Nesse sentido, outro questionamento é feito com frequência: quanto à necessidade da figura paterna e da figura materna na criação de uma criança. Não se justifica, no entanto, pelo fato de inúmeras famílias que se formam sem a presença de um dos pais, como no caso das mães solteiras que não abandonam seus filhos, ou na viuvez. Claro que é importante o contato com ambas as figuras, masculina e feminina, mas existem os avós, os tios, que acabam fazendo parte da família e da convivência com a criança.
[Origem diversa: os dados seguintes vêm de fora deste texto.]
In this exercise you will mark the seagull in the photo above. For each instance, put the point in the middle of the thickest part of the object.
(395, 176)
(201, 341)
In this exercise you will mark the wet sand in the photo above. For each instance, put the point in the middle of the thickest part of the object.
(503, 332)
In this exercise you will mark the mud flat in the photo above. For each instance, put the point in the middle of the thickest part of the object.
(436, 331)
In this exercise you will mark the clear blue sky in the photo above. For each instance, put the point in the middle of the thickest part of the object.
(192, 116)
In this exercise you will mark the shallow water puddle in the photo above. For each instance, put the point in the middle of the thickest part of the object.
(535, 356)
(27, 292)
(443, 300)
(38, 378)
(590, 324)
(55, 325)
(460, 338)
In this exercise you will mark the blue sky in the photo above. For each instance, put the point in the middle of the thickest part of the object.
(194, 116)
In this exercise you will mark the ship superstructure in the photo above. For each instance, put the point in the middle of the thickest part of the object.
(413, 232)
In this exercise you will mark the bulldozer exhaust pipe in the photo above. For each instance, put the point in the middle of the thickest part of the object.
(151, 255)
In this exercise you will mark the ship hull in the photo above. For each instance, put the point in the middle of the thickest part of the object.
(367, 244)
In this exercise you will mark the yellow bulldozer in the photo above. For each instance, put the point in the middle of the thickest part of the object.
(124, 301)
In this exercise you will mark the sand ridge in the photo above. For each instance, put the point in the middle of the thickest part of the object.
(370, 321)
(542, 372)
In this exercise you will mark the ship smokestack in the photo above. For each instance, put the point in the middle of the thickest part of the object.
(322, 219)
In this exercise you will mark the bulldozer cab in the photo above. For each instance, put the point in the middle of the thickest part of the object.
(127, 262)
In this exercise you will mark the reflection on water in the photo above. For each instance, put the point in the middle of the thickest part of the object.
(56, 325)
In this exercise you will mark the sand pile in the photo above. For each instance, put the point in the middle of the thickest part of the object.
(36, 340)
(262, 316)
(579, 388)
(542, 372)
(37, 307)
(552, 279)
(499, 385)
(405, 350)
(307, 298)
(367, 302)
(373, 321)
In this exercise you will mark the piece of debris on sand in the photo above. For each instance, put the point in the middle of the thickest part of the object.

O preconceito que os filhos de pais homoafetivos sofrerão também vai de encontro ao reconhecimento dessas estruturas familiares. Porém, infelizmente, trata-se apenas de mais um tipo de preconceito, dentre os tantos que permeiam nossa sociedade, como o racial, tão grave quanto ou até mais.
Nesse sentido, pode-se dizer que preconceito maior do que achar que as crianças adotadas por homoafetivos são vítimas potenciais de abusos sexuais e pedofilia não há. Infelizmente, esta ainda é a voz corrente em nosso meio social. No entanto, nunca se ouviu tanto falar em pais biológicos e heterossexuais que abusaram ou estupraram seus filhos como nos dias de hoje. Quase todos os dias a televisão mostra casos assim, com pais, na maioria das vezes, os biológicos, chefes de uma família, oriunda de um casamento com a própria mãe da criança, que muitas vezes tem conhecimento da violência sofrida pelo filho, quando também não é vítima.
Isso mostra que o casamento não á garantia para o sucesso de uma família, para o crescimento saudável de uma criança, para uma formação bem sucedida, que tão somente a presença de um pai e de uma mãe pode não fazer uma criança tornar-se um cidadão de bem. Tampouco quando essa criança acaba sendo criada em um orfanato.
Na verdade, o que faz de uma criança um adulto feliz e realizado é o afeto que lhe conferido durante a sua criação, são os vínculos afetivos formados entre ela e os adultos responsáveis por seu crescimento. O afeto, o carinho, o amor, o respeito, a solidariedade que cercam essa criança é que fará toda diferença na entrega de um cidadão de bem à sociedade.
Dessa forma, considerando o afeto como o verdadeiro vínculo familiar, o mais eficiente de todos, não há porque não se reconhecer as novas famílias que se formam a partir do próprio reconhecimento das uniões homoafetivas. A adoção, nesses casos, é fator determinante, pois possibilita que as crianças sejam retiradas de abrigos para integrar o seio de uma família. De uma maneira geral, esses lugares configuram-se em ambientes tristes, cercados de histórias trágicas, frios e sem amor para com as crianças, ou porque são muitas, ou porque neles acabam trabalhando pessoas despreparadas. As crianças são colocadas em um verdadeiro lar, transbordando de afeto, ansioso por sua presença, sendo completamente indiferente se a criança encontrará a sua espera dois pais ou duas mães. Trata-se do direito ter uma família, tanto por parte do casal homoafetivo, como e, principalmente, por parte da criança.